Was there a policy paralysis in India?

The market run up over the past few months has broadly occurred due to the improving market sentiments following the slew of reforms announced by the government in recent times. This is what one section of the investing community believes. With some key economic concerns being addressed in recent times, the overall belief that the 'worst may be over' only seems to have strengthened. At the same time, many are of the view that the market run up has been on account of the global liquidity situation - where in money is being channelised into relatively riskier regions such as emerging markets and ergo, India. The term 'January effect' has been making rounds as well.Not to mention that the broader market valuations were on the lower side, in mid-2012, reflecting the investors' concerns. Amongst the many concerns, a key one was the prolonged phase of policy paralysis - the period before the government began announcing the 'reforms'.

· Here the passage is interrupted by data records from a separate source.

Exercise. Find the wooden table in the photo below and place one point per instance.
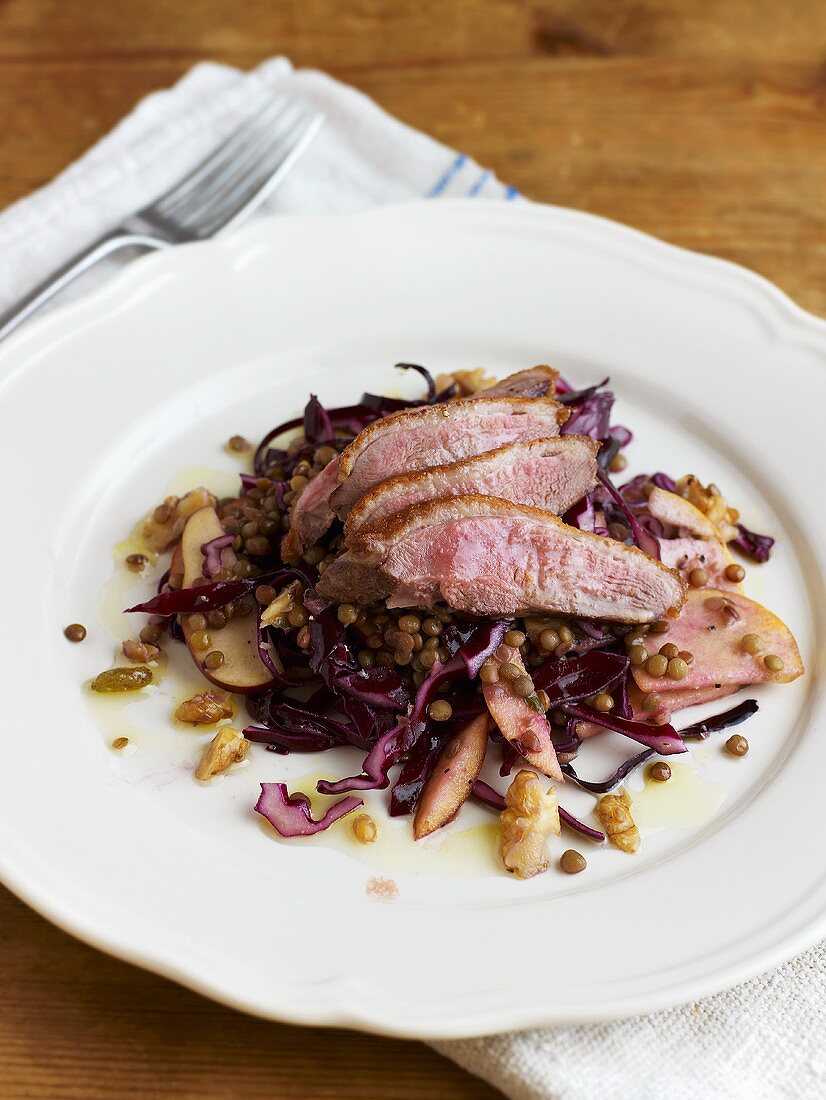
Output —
(698, 121)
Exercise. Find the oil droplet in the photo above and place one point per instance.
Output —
(685, 801)
(219, 482)
(470, 850)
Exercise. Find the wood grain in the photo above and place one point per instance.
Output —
(698, 121)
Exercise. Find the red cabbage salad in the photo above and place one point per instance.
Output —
(334, 595)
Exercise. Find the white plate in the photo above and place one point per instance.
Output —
(103, 403)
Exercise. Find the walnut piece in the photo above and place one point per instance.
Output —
(163, 526)
(140, 651)
(614, 812)
(227, 747)
(275, 614)
(531, 815)
(467, 382)
(712, 503)
(206, 707)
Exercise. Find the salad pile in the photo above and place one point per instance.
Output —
(426, 694)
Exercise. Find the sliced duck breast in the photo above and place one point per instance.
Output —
(546, 473)
(438, 435)
(491, 557)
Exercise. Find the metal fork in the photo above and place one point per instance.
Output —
(217, 195)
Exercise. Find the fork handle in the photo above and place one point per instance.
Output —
(45, 290)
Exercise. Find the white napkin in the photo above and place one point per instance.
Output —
(761, 1041)
(361, 157)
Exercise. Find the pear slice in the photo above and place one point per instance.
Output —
(676, 512)
(519, 722)
(452, 779)
(243, 671)
(715, 636)
(697, 543)
(676, 700)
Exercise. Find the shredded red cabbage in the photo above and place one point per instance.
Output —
(208, 597)
(698, 730)
(642, 538)
(602, 787)
(752, 545)
(575, 679)
(289, 814)
(662, 739)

However, it seems that Mr Kamal Nath, India's Urban Development Minister, does not buy viewpoint relating to the same. Speaking at the annual World Economic Forum (WEF) meeting, Mr Nath stated that India has seen the most number of reforms - even more than those seen in Europe and the US - any country would have witnessed in recent years. He believes that the slowdown in the European region trickled down to India. But, instead people saw this as a period of paralysis. Further, responding to a question relating to why India does not see much foreign interest in its infrastructure sector amongst others, Mr Nath believes that foreign investors expect too much from India. Mr Nath has based his response on the fact that after having a period of stupendous growth, investors get disappointed with minor dips in profit growth levels.

We do not entirely buy Mr Nath's argument. Yes, while the government may have suggested many reforms, a handful of the major ones have not been implemented or have been deferred (on a regular basis). While coming up with good policies is one aspect, implementation and execution of the same is key. Not to mention the fact that the investor concerns also move up in times of difficulty given the poor credit ratings (and hence the riskiness attached to it) of India. With growth levels of the country dipping by a third coupled with the concerns related to fiscal issues and the upcoming elections, foreign investors would be concerned about others aspects to protect their interests as well.